Nearly three months have passed since Collin County Judge Chris Hill began complaining about the accuracy of the county’s COVID-19 dashboard. He didn’t understand why the state estimates weren’t accurate and matching his calculations.
“It’s got to be better than this,” Judge Hill said in August. “I know that the state has its hands full. And I’m sensitive to that. I’m sympathetic to that. But it has to be better. It can’t be like this.”
He also seems to be the only county judge in the area complaining about the state’s COVID-19 numbers and seeking to remove the dashboard. Denton, Dallas, and Tarrant counties all have dashboards available for the public with the state’s estimations. In fact, Collin County was the only county that voted to include a disclaimer, modified a couple of times, seemingly to sow doubt about the state’s COVID-19 calculations:
Warning: Collin County is providing COVID-19 numbers and data as a convenience to our residents. However, because we have been made aware of inaccuracies in the Department of State Health Services’ reporting, we must advise residents that Collin County has no confidence in the data currently being provided to us.
So it’s no surprise that on Monday, Judge Hill’s wish was finally granted when commissioners Darrell Hale and Cheryl Williams joined him and voted 3-2 to gut the COVID-19 dashboard. They plan to remove all the showcased data except for the hospitalization numbers “since the governor has made some of his latest orders contingent upon those percentage rates,” Judge Hill said.
They plan to replace the missing data with links to where people can find it on the state’s website even though they claim the data is faulty.
“So let me understand the motion on the table,” said Commissioner Susan Fletcher, who along with Commissioner Duncan Webb voted not to remove the dashboard. “We will purposefully give less information to the public because we are concerned about the exact accuracy of the numbers, is that correct?”
“I don’t think there has been any question about our lack of confidence in the numbers for about four months now,” Judge Hill replied. So in other words–yes.
Since the COVID-19 pandemic erupted in March, Judge Hill hasn’t been fond of Gov. Greg Abbott’s plan to contain it.
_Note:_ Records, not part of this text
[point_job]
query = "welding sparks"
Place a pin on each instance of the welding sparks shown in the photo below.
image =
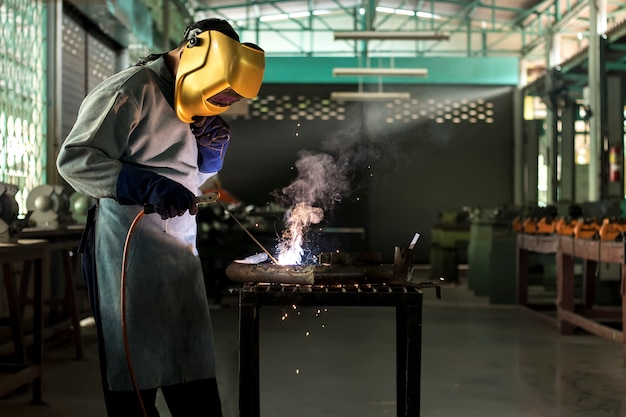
(319, 185)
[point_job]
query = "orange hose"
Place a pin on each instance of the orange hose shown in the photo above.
(123, 312)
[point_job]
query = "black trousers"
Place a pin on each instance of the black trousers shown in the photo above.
(195, 398)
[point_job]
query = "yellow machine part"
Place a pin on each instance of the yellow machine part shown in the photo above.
(546, 226)
(565, 227)
(611, 229)
(529, 226)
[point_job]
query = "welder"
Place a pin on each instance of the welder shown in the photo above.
(144, 141)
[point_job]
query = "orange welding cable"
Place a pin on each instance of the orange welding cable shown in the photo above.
(123, 312)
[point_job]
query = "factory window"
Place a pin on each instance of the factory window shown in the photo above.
(22, 95)
(272, 107)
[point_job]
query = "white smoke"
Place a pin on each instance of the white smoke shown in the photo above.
(320, 184)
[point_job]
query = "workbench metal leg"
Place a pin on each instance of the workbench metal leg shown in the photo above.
(402, 344)
(249, 384)
(522, 276)
(565, 290)
(414, 360)
(15, 313)
(623, 293)
(408, 360)
(40, 265)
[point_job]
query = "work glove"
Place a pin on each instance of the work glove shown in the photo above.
(155, 192)
(212, 136)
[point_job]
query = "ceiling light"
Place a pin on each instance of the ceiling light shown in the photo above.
(372, 34)
(367, 96)
(393, 72)
(406, 12)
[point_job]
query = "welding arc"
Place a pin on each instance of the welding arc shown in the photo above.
(248, 233)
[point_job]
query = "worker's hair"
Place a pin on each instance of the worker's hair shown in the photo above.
(219, 25)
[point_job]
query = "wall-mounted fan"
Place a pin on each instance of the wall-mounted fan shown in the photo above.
(9, 210)
(79, 204)
(49, 206)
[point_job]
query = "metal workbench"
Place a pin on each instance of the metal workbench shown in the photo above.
(407, 301)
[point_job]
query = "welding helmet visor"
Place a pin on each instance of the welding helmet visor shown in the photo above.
(214, 72)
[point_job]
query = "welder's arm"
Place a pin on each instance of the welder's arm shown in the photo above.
(155, 192)
(212, 136)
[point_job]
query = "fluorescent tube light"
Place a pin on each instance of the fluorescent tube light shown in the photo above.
(393, 72)
(367, 96)
(388, 35)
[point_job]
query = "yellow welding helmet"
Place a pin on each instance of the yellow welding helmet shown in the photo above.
(214, 72)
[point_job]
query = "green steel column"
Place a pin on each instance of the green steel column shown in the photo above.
(54, 28)
(597, 26)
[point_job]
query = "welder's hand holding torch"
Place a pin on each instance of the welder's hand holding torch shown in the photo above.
(155, 192)
(212, 136)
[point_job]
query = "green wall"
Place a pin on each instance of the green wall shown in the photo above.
(463, 71)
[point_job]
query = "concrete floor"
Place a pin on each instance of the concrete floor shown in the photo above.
(478, 360)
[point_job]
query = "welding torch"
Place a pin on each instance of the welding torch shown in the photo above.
(212, 197)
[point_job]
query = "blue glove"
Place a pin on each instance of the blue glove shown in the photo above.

When the governor ordered nonessential businesses closures in March, Judge Hill proclaimed that all businesses were essential and refused to close them even if it meant protecting the health of older residents or people with pre-existing conditions.
“To protect the financial well-being [of our local economy], it is critical that we keep people at work,” Judge Hill said in late March.
As far the governor’s mask mandate, Judge Hill has also struggled with it like many people in rural Texas, despite the current coronavirus surge leaving critically ill rural patients without care, according to an Oct. 20 Texas Tribune report. It’s as if wearing a face mask has become a political statement instead of a health one.
Judge Hill has never publicly stated how he feels about the governor’s mask mandate. But he’s been known to use the heart emoji on Facebook posts from supporters who complain about face masks. “Can you please unmask Collin County?” one supporter asked recently on Judge Hill’s Facebook campaign page before delving into a litany of false information about masks disproven by medical experts.
Though Judge Hill was surprised when he caught COVID-19, not many readers seemed to be surprised by the news and pointed out that it is more likely to happen when you refuse to wear a mask. “The selfishness and hubris he exhibited refusing to wear a mask and poll greeting,” one commenter wrote on Local Profile‘s Facebook page. “How many did he infect (and how many will they then infect) and will they all be as lucky as he with a mild case?”
In late October, commissioners voted 2-1 to keep the dashboard until Commissioner Webb and Judge Hill could return.
After quarantining with his family, Judge Hill seemed to be in better spirits on Monday when he returned to the court and triumphed in his battle to remove the COVID-19 dashboard. “I just don’t think we should be providing bad information,” he said shortly before the vote.
Commissioner Cheryl Williams agreed, saying, “If they get something that adds up, I’d be more than willing to have a discussion about putting it back up.”
But Commissioner Webb disagreed. He pointed out that the state is continuing to work on their numbers and trying to make them more accurate. “I’ve had more emails on this one issue than I have had on anything else in the last two years, all with the comment that some information is better than none,” he said.
Commissioner Fletcher reiterated those same concerns a few times during the meeting.
“We have public health responsibilities, and feel strongly that even if it isn’t 100 percent accurate, I think there is a fair degree of accuracy and these numbers are available and they still are the official numbers that the state is providing,” she said.